When posting as a library employee, avoid using the account as a platform for your own agenda. Your personal political, religious, and social views are not necessarily those of the library or its users, therefore it is inappropriate to use the library account to espouse those. Please reserve that kind of posting for your personal, non-library account and use the library account for library-related posting only.

Keep your library posting and personal posting separate. If you do identify yourself as a library employee on your personal account, include a disclaimer stating that you are not posting on behalf of the library and that your views are your own.

Maintain a professional attitude when posting. Be polite when responding to commenters, even if those commenters are not polite to you. Avoid engaging in any online fights. Be respectful of the library users and your coworkers. Remember that you are representing the library.

Don’t disclose any sensitive information. If something isn’t supposed to be public knowledge, do not share it on the library’s accounts or your personal accounts.

Make sure what you post is accurate. Any information you post should be double-checked to ensure that it is factual and/or contains the correct scheduling information if needed.

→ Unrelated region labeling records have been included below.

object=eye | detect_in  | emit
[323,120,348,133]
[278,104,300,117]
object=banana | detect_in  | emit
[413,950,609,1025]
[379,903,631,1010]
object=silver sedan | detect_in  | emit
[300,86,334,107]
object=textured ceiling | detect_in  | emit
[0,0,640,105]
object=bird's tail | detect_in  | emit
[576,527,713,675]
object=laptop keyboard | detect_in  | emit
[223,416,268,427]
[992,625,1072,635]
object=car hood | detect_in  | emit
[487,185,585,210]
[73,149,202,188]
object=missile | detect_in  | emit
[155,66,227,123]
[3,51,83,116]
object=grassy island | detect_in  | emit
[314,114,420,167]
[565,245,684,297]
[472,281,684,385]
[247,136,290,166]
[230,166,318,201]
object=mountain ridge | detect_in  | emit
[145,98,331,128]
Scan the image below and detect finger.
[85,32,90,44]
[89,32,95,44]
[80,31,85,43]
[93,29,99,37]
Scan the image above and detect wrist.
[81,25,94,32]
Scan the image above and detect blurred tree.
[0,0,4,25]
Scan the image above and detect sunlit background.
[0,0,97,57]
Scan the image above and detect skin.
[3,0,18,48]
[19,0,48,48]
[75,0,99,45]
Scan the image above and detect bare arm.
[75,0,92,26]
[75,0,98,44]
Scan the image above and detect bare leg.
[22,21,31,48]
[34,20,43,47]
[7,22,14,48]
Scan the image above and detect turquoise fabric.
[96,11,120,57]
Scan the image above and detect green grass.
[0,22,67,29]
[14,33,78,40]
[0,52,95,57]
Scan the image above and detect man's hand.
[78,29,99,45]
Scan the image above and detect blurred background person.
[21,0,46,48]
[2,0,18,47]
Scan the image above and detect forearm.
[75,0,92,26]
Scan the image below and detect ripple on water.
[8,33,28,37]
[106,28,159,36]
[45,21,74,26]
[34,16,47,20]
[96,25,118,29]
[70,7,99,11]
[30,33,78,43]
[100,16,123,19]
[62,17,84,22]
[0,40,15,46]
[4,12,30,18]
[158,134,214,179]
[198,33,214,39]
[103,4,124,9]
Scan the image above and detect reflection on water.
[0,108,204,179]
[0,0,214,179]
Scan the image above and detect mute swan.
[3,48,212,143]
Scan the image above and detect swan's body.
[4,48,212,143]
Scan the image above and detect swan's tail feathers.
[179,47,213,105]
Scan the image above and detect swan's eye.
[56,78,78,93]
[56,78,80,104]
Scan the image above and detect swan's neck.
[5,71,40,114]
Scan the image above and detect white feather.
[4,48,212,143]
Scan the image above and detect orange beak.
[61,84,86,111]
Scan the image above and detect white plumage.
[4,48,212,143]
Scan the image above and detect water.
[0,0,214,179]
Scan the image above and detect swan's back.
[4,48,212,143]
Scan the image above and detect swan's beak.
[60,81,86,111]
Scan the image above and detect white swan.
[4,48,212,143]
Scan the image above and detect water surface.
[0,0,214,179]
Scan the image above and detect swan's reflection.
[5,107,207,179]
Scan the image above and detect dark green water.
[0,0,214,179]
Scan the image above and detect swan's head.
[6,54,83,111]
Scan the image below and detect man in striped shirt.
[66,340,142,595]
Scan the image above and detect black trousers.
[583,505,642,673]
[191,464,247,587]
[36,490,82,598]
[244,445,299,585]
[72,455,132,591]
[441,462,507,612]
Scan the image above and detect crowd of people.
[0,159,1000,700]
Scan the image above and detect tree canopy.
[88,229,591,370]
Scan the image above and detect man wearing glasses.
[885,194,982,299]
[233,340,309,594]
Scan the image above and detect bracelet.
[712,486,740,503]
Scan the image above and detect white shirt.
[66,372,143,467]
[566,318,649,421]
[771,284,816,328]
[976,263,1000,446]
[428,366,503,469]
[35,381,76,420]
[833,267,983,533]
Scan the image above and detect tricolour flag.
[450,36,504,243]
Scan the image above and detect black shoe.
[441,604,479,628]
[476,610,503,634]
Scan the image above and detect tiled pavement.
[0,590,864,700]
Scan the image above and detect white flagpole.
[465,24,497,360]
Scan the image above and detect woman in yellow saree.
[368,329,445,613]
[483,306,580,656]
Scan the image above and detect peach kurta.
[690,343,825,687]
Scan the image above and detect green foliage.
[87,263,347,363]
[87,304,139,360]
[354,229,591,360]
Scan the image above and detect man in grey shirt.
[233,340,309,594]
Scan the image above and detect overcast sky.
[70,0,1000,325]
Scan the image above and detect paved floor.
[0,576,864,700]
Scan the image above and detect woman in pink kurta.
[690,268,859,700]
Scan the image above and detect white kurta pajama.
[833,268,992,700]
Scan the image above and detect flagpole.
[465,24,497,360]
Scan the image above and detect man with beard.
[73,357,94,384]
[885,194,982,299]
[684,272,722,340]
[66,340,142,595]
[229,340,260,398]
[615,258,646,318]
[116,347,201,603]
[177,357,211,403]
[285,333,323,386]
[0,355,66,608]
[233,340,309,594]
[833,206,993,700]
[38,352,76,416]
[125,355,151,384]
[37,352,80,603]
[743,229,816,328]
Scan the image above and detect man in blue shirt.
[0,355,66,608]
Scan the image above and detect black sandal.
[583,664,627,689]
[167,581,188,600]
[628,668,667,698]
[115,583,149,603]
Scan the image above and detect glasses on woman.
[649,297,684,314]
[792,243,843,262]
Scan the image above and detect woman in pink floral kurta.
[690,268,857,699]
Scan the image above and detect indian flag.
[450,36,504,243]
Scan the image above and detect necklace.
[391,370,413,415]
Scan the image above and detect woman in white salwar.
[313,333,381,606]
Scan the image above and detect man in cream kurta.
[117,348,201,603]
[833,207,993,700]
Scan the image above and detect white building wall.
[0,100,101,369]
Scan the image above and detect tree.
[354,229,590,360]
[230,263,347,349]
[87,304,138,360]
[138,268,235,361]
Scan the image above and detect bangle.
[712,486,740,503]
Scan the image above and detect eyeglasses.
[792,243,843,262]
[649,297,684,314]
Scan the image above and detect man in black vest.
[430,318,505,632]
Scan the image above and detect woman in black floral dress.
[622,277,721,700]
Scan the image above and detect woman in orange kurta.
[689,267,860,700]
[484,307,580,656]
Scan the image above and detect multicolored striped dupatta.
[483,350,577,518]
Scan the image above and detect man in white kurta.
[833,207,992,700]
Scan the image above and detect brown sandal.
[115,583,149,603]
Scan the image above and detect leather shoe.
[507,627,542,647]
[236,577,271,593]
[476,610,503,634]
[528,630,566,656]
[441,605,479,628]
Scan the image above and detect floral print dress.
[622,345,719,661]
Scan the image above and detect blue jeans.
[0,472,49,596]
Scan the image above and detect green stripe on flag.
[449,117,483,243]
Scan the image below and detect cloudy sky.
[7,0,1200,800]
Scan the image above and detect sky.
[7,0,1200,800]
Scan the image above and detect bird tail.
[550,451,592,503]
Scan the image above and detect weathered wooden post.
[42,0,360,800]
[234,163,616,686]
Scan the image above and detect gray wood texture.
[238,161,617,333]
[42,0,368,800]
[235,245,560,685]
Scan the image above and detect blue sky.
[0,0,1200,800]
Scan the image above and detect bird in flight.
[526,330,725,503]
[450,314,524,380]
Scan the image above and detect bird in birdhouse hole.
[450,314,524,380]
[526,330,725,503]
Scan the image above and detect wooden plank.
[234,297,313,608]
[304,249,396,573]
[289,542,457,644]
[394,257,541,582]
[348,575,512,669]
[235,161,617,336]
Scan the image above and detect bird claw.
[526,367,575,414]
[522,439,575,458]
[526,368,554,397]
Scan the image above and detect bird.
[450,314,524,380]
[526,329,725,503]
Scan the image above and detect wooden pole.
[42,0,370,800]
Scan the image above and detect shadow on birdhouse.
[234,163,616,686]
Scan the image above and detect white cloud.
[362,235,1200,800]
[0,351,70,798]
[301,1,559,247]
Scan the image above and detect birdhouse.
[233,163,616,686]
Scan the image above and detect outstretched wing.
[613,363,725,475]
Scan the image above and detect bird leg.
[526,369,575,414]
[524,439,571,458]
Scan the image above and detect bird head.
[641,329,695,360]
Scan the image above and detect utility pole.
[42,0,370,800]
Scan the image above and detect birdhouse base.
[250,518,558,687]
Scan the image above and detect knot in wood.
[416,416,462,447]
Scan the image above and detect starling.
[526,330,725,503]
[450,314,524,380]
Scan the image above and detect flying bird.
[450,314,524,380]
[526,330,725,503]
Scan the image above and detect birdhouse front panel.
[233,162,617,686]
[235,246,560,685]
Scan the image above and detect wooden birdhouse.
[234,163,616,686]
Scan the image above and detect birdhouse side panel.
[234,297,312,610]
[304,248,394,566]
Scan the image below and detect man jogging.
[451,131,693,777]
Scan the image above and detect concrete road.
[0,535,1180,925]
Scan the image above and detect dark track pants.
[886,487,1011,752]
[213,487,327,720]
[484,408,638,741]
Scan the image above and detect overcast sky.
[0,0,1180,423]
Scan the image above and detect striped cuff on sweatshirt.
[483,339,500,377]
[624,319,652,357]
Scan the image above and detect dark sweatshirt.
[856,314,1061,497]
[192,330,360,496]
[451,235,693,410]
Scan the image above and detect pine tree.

Use common sense when posting. Remember that nothing on the internet is every truly private, nor can it ever truly be deleted. If you are unsure whether you should post something, check with your superior before doing so.


4 responses

  1. I love that you included a “common sense clause” in your guidelines here. I think for some, this seems rather obvious, but in light of some of the things people say on Facebook or Twitter, it never hurts to reinforce the idea of utilizing a little common sense when posting. I also think it is very important to identify yourself as an employee of the library when posting comments on blogs, etc. This is another tangent of transparency, and hiding that you are an employee of the library might make patrons feel like the employee was posting just to give the library better reputation, and fluffing comments. In addition, tone and attitude are important to remember. Readers can get the wrong impression so it is important to make sure that your tone is not rude or can be misconstrued as rude… I always say that if you have a doubt about the tone, have someone else proofread it to make sure it’s nothing but professional and polite!

  2. Hi Kim,

    I like your policy. It’s clear without being too detailed.

    We have a social media policy where I work: don’t post anything about our organization on your personal site without asking someone first. It’s so vague, I don’t actually know what I am supposed to do or not do! I even “unliked” our organizational page so that I wouldn’t accidentally share something. I also limited my timeline to my collegues, which is probably a good idea anyway.

    I came across this article on Mashable that I thought might be interesting:

    1. Thanks for the link- when I followed it I came across this related article that I think is also very interesting

      I’m not sure if the legal protections apply to all workers, but it seems like an area that is still subject to a lot of debate and that it isn’t really clear what specific social media activities an employer can forbid.

      It seems unreasonable that employers would forbid someone from even mentioning where they are employed- that information is requested all the time and people reveal it in casual conversation (unless they are super secret agents or something classified!). And encouraging employees to “like” the employer could have a positive effect in that they would appear more popular and could also convey information to employees as well as customers that would raise morale and encourage loyalty.

  3. Hi Kim! I really enjoyed reading these guidelines. In my opinion, the second point sounds like it would be the hardest to adhere to, and potentially the most disastrous for the company. When I was younger, I used to ignore disclaimers like “Person does not reflect the opinions of Company,” but now I see how important it is to keep personal and company ideologies separate. There is a very fine line between attaching a personable face to an organization and knowing when you have said too much. Unfortunately, this is not something we can learn by trial and error, which I think is one of the most intimidating aspects of social media today.